Carbidopa/Levodopa and Selegiline: Both products did not influence the pharmacokinetics of Pramipexole.
Cimetidine: Cimetidine reduced the renal clearance of pramipexole by approximately 34%, presumably by inhibition of the cationic secretory transport system of the renal tubules. Therefore, medicinal products that are inhibitors of this active renal elimination pathway or are eliminated by this pathway, such as cimetidine, amantadine, and mexiletine, may interact with pramipexole resulting in reduced clearance of either or both medicinal products. Reduction of the pramipexole dose should be considered when these medicinal products are administered concomitantly.
Other drugs eliminated via renal secretion: Population pharmacokinetic analysis suggests that co-administration of drugs that are secreted by the cationic transport system (e.g., ranitidine, diltiazem, triamterene, verapamil, quinidine, and quinine) decreases the oral clearance of pramipexole by about 20%, while those secreted by the anionic transport system (e.g., cephalosporins, penicillins, indomethacin, hydrochlorothiazide, and chlorpropamide) are likely to have little effect on the oral clearance of pramipexole. Other known organic cation transport substrates and/or inhibitors (e.g., cisplatin and procainamide) may also decrease the clearance of pramipexole.
Amantadine: Amantadine may slightly decrease the oral clearance of pramipexole.
Probenecid: Probenecid, a known inhibitor of renal tubular secretion of organic acids via the anionic transporter, did not noticeably influence pramipexole pharmacokinetics.
CYP interactions: Inhibitors of cytochrome P450 enzymes would not be expected to affect pramipexole elimination because pramipexole is not appreciably metabolized by these enzymes in vivo or in vitro.

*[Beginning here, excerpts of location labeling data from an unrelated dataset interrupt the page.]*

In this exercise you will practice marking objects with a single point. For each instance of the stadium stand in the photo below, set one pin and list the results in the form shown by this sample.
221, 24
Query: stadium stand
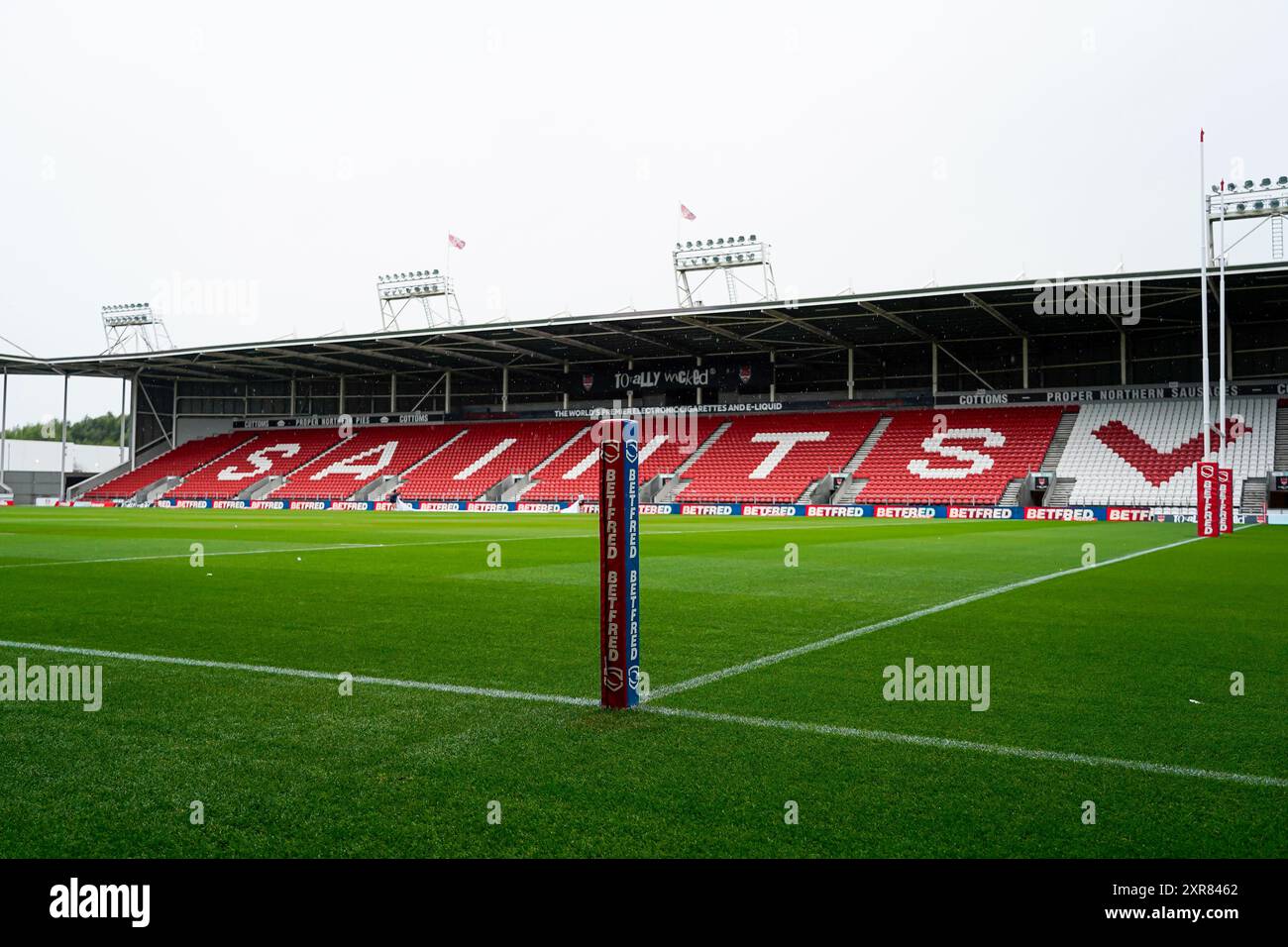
179, 462
773, 458
484, 455
575, 472
359, 460
1142, 454
266, 455
1137, 454
970, 462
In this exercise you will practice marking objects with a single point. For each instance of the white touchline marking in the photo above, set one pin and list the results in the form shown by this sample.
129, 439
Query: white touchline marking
822, 729
301, 673
666, 690
362, 545
269, 552
948, 744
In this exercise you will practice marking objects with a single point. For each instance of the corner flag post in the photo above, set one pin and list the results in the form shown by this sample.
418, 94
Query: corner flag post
618, 564
1205, 472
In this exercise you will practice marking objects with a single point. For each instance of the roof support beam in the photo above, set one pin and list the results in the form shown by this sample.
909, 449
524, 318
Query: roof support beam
720, 331
897, 320
572, 341
992, 311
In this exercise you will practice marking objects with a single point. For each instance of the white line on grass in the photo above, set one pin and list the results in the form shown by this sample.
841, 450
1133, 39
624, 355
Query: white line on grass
993, 749
301, 673
702, 680
359, 545
820, 729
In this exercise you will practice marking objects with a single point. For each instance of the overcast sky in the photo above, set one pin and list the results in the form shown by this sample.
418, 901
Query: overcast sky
252, 167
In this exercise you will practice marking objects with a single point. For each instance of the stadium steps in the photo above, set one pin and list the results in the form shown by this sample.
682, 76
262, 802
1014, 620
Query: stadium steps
286, 478
262, 487
850, 487
1012, 495
156, 489
671, 489
146, 496
378, 488
1253, 496
1057, 497
866, 447
702, 449
514, 486
807, 493
1282, 437
1059, 441
559, 450
397, 479
510, 488
515, 491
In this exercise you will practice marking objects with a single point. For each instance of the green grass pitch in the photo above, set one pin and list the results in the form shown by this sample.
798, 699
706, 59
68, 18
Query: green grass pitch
1119, 677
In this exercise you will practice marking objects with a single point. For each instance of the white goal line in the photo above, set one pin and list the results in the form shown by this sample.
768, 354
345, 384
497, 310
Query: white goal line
767, 660
679, 712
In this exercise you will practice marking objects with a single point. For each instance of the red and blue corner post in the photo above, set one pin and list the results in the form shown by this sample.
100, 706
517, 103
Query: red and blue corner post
618, 564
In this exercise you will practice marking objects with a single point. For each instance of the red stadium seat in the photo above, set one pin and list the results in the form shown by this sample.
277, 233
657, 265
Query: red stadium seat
967, 460
774, 458
267, 455
178, 463
485, 454
372, 453
575, 474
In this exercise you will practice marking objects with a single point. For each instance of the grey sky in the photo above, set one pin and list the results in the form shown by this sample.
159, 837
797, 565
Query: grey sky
277, 158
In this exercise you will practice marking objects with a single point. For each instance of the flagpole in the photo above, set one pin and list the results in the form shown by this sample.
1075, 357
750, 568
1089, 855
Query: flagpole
1207, 377
1222, 329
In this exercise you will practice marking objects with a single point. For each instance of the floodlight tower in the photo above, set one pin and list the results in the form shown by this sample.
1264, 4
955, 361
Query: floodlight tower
397, 290
728, 257
1265, 200
134, 328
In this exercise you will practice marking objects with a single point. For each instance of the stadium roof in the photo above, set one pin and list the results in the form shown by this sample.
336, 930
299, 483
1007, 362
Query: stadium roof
800, 329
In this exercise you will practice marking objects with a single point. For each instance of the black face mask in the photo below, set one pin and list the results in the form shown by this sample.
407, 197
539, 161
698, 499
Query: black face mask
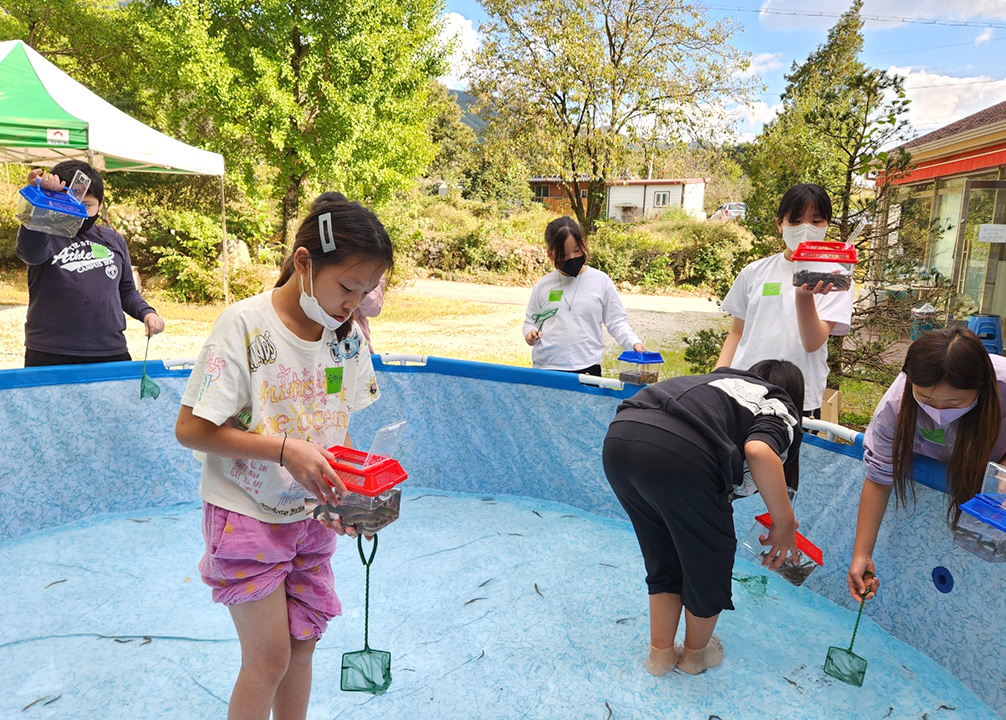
86, 225
572, 265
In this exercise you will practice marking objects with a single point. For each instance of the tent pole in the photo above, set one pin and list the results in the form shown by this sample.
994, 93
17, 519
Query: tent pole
226, 251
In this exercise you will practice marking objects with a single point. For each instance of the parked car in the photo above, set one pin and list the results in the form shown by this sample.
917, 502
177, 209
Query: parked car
729, 211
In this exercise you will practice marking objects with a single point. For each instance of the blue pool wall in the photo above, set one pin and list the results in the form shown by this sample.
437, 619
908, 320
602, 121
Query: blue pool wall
79, 441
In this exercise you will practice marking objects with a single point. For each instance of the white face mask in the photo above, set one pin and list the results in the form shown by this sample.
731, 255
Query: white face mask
309, 304
793, 235
946, 416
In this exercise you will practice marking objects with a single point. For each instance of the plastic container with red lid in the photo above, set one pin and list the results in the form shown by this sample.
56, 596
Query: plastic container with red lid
828, 262
374, 498
794, 570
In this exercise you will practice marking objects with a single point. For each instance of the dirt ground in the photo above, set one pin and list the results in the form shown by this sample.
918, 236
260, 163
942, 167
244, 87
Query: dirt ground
428, 317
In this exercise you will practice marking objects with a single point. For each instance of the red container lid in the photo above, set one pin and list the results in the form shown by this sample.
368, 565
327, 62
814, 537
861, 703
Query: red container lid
371, 481
803, 544
825, 251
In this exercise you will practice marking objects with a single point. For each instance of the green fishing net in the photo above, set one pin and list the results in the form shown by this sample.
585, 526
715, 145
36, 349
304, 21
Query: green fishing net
540, 318
367, 670
148, 388
841, 663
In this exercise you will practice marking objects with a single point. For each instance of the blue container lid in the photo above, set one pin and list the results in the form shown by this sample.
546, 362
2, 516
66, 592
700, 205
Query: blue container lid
646, 357
54, 200
987, 510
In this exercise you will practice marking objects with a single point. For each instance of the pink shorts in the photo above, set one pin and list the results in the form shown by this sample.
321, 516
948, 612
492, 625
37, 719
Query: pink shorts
247, 559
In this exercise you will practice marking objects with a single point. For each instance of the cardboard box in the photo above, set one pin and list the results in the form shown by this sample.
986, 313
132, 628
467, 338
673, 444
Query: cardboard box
830, 405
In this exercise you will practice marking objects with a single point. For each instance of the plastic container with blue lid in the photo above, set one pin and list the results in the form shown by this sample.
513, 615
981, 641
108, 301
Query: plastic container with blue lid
981, 529
640, 368
56, 212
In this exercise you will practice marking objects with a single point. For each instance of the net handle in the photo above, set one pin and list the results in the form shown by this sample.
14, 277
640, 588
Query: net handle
366, 594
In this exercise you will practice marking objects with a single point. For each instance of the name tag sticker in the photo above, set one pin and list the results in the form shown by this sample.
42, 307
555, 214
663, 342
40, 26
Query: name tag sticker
333, 380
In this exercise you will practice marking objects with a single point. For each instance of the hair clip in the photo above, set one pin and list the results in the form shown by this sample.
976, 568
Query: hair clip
325, 232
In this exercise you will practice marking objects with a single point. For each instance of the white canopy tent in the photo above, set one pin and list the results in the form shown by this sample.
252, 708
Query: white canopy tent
46, 117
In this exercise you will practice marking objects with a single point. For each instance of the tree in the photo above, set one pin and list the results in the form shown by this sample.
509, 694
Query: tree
571, 82
301, 92
454, 141
839, 122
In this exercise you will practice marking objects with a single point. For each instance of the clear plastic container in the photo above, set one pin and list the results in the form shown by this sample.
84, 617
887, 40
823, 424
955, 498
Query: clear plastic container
794, 571
55, 212
368, 515
824, 261
994, 485
981, 530
640, 368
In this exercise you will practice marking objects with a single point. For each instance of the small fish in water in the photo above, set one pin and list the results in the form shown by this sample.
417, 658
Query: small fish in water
35, 702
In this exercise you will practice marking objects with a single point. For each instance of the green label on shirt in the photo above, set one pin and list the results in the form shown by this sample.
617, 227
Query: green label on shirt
333, 379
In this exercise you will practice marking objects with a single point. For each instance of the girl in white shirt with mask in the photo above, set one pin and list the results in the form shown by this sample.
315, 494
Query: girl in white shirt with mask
568, 306
775, 320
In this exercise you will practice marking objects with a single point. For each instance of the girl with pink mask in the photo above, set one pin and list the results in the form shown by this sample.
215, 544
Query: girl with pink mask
947, 404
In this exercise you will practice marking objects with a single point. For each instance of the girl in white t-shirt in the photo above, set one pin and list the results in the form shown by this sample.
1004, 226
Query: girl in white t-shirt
773, 320
273, 387
568, 306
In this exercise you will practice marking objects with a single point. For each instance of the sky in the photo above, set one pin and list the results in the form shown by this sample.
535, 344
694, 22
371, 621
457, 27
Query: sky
952, 52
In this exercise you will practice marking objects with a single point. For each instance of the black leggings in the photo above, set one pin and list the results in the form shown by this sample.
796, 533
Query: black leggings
680, 511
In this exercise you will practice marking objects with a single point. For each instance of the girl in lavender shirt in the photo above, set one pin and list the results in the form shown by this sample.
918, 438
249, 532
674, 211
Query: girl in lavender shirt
947, 404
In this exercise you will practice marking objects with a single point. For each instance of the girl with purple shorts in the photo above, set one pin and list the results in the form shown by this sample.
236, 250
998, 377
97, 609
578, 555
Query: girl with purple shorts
273, 387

Pramipexole does not inhibit CYP enzymes CYP1A2, CYP2C9, CYP2C19, CYP2E1, and CYP3A4.
Caution is advised when other sedating drugs or alcohol are used with pramipexole because of possible additive effects and the risk of precipitating sudden onset of sleep.
Store at temperatures not exceeding 30°C. Protect from light.
N04BC05 - pramipexole ; Belongs to the class of dopamine agonist. Used in the management of Parkinson's disease.
Ramipex 0.25: Tab 250 mcg (white to off white, round, flat, bevel edged, uncoated tablets with break line on one side and plain on other side) x 30's.
Ramipex 1: Tab 1 mg (white to off white, round, flat, bevel edged, uncoated tablets with break line on one side and plain on other side) x 30's.